Pembohongan Algoritma
Beberapa orang yang mengatakan bahwa mereka mengalami sensor di media sosial telah mencari cara-cara untuk mengatasinya.
Ketika mengunggah di Instagram, seorang aktivis Palestina yang tidak ingin disebutkan namanya karena keamanannya, mengatakan kepada Al Jazeera bahwa mereka "mulai memecah" kata-kata. "Ketika saya menulis 'Palestina' atau 'pembersihan etnis' atau 'apartheid', saya akan memecah kata itu dengan titik-titik atau garis miring. Saya akan mengganti huruf 'A' dengan '@'. Inilah cara saya mulai membohongi algoritma."

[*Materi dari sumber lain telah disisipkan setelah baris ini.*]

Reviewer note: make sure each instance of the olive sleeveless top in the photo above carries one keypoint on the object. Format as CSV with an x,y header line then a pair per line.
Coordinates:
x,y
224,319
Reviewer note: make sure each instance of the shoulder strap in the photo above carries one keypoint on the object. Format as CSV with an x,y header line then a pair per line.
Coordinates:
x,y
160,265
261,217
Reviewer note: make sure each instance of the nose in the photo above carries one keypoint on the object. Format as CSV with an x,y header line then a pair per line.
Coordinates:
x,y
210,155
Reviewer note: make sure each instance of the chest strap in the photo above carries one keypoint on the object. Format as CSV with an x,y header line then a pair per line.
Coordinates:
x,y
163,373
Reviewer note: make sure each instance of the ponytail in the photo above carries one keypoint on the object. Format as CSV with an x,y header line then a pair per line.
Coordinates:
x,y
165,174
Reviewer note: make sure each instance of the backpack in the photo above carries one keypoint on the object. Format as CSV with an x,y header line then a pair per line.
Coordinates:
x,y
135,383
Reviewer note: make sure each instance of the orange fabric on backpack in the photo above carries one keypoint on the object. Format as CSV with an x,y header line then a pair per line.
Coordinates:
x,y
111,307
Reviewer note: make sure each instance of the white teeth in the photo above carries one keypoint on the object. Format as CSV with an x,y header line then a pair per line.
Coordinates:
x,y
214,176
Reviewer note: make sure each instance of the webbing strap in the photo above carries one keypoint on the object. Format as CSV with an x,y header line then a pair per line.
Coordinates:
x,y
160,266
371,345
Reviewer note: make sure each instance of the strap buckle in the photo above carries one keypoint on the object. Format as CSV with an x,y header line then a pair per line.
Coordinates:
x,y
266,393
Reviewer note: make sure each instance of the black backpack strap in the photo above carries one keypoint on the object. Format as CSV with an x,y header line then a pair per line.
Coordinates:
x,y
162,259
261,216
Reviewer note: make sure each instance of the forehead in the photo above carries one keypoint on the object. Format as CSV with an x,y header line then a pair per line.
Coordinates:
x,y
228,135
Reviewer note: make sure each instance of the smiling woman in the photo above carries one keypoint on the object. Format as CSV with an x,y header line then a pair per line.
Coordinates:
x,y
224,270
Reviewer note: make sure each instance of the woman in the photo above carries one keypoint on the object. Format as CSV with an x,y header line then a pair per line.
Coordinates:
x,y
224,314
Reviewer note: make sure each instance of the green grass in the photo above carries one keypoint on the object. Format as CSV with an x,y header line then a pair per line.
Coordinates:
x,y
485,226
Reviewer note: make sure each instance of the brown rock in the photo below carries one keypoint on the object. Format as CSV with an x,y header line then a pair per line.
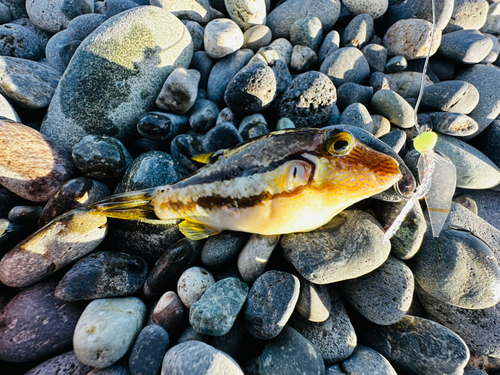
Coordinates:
x,y
31,166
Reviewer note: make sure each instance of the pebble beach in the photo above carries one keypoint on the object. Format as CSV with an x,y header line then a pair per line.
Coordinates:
x,y
106,97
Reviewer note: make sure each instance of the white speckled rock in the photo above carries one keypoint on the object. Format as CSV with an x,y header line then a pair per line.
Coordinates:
x,y
222,37
411,38
116,75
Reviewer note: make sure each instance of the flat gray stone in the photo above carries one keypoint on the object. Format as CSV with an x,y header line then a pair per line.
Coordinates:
x,y
99,91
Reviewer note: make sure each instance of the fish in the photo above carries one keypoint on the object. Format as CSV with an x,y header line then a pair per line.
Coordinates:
x,y
292,180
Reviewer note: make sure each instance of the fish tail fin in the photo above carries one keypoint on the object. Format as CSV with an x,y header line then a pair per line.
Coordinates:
x,y
133,205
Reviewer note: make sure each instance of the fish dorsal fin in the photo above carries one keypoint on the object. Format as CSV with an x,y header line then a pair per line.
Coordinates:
x,y
203,158
196,231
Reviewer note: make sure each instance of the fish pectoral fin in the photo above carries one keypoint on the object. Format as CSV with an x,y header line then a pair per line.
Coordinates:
x,y
197,231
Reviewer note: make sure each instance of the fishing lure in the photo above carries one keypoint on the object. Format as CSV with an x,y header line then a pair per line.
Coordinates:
x,y
292,180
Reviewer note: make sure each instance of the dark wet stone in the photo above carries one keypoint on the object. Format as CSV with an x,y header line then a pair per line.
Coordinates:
x,y
203,115
419,346
222,247
290,353
196,357
79,192
384,295
174,261
66,363
270,303
154,168
103,275
223,72
349,246
309,100
160,126
54,246
215,312
148,350
224,135
36,325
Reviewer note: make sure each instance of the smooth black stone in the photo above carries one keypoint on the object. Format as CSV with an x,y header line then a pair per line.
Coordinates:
x,y
148,351
103,275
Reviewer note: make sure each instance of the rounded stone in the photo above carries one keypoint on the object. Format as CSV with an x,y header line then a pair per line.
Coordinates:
x,y
410,38
99,91
148,351
196,357
192,284
52,247
270,303
107,329
103,275
309,100
384,295
215,312
290,353
36,325
347,64
222,37
349,246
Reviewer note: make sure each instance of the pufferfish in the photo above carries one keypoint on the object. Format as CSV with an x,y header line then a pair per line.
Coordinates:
x,y
287,181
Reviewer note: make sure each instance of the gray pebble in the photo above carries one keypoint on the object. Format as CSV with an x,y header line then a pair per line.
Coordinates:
x,y
347,64
349,246
384,295
107,329
270,303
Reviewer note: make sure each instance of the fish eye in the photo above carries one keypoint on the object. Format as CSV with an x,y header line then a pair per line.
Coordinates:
x,y
338,142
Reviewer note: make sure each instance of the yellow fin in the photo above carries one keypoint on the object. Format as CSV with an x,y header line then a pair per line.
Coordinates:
x,y
196,231
203,158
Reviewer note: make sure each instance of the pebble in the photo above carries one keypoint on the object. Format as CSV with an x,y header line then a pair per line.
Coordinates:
x,y
247,13
18,41
359,31
35,325
347,64
393,106
52,247
192,284
101,157
223,72
357,114
222,247
107,329
270,303
451,96
253,258
384,295
465,46
281,18
482,77
63,363
349,246
252,89
256,37
148,351
116,76
179,91
169,313
335,338
309,100
410,38
419,346
290,353
103,275
76,193
215,312
82,26
196,357
55,16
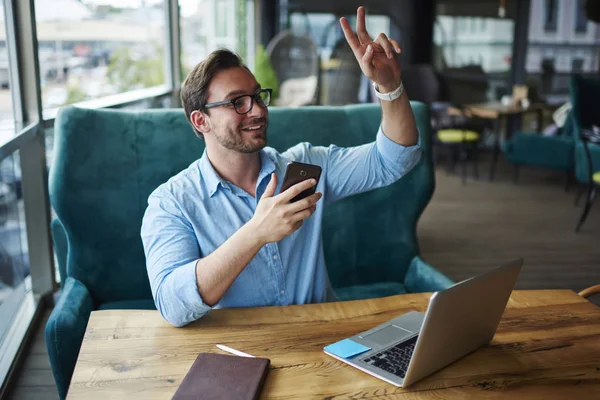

Mohammad Darwish, 31 tahun, pendiri Bydotpy, perusahaan blockchain yang berbasis di Kairo, Mesir, membuat situs web bernama "Free Palestine.bydotpy" yang mengotomatisasi proses yang sama. Mengetik "Gaza" ke situs webnya, misalnya, otomatis mengubahnya menjadi "Äźaza", yang kemudian dapat digandakan dan ditempelkan ke aplikasi media sosial pilihan pengguna.